The benchmark folder is by the skrub maintainers to:
- Experiment on new algorithms
- Validate decisions based on empirical evidence
- Tune (hyper)parameters in the library
These benchmarks do not aim at replacing the tests within skrub.
A mini-framework consisting of a few functions is made available under utils.
Check out other benchmarks to see how they are used.
Note
Launching a benchmark is usually something you don't want to do as a user. Benchmarks are long and expensive to run. Their code is provided for reproducibility.
Each one implements a standard command-line interface with the at least the two
commands --run and --plot.
Although, before launching, you should make sure the environment is properly setup.
First, install the required packages -- we recommend installing the latest versions
for everything (skip --upgrade if you don't want to):
pip install -e --upgrade .[benchmarks]It has also been reported that Python >=3.9 is required.
Then, if you're trying to reproduce the results of a benchmark, check the file's docstring to see if it requires any additional setup.
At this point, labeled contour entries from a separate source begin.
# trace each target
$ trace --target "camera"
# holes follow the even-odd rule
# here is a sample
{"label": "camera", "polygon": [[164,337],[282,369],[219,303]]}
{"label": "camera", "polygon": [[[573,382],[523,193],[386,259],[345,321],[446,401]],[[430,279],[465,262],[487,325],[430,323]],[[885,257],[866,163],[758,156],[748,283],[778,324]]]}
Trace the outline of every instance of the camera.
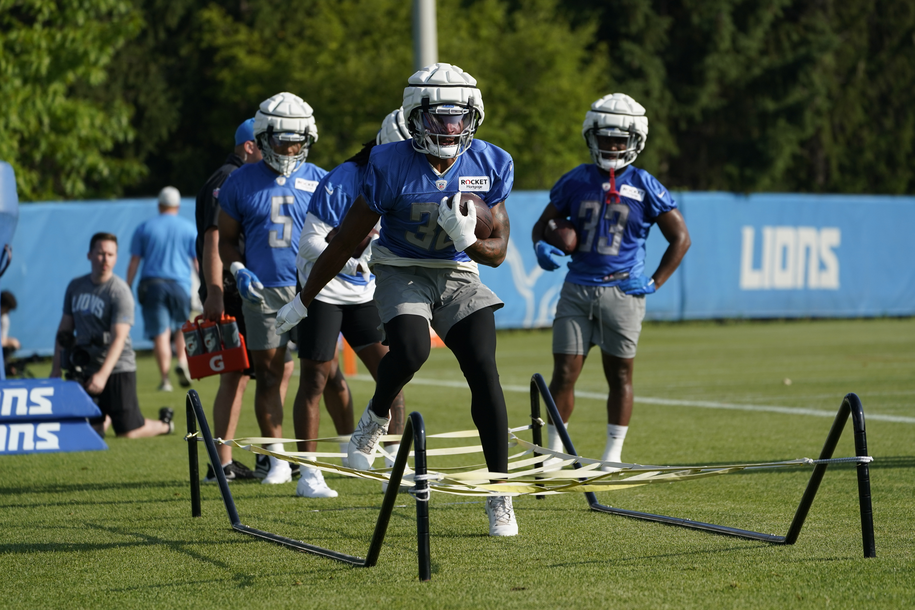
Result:
{"label": "camera", "polygon": [[[61,330],[58,333],[57,339],[62,348],[60,368],[66,371],[64,379],[70,381],[78,381],[80,385],[85,384],[100,368],[93,366],[96,364],[95,359],[92,358],[89,349],[86,349],[86,347],[76,344],[76,337],[73,336],[72,331],[68,333]],[[92,348],[94,345],[96,345],[96,341],[93,340],[89,347]]]}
Usually, you will find a date, which might be relevant, and sometimes, a commit hash. You can use it to checkout the code at the time the benchmark was run:
git checkout <commit_hash>Finally, you can launch the benchmark with the --run command:
python bench_tablevectorizer_tuning.py --runThe results of the benchmarks ran by maintainers are pushed in the results/
folder in a parquet format.
As mentioned earlier, benchmarks implement a --plot option used to display
the results visually. Using --plot without --run allows you to plot
the saved results without re-running the benchmark.
Results are saved with the format <name>-<YYYYMMDD>.parquet in the subfolder
results.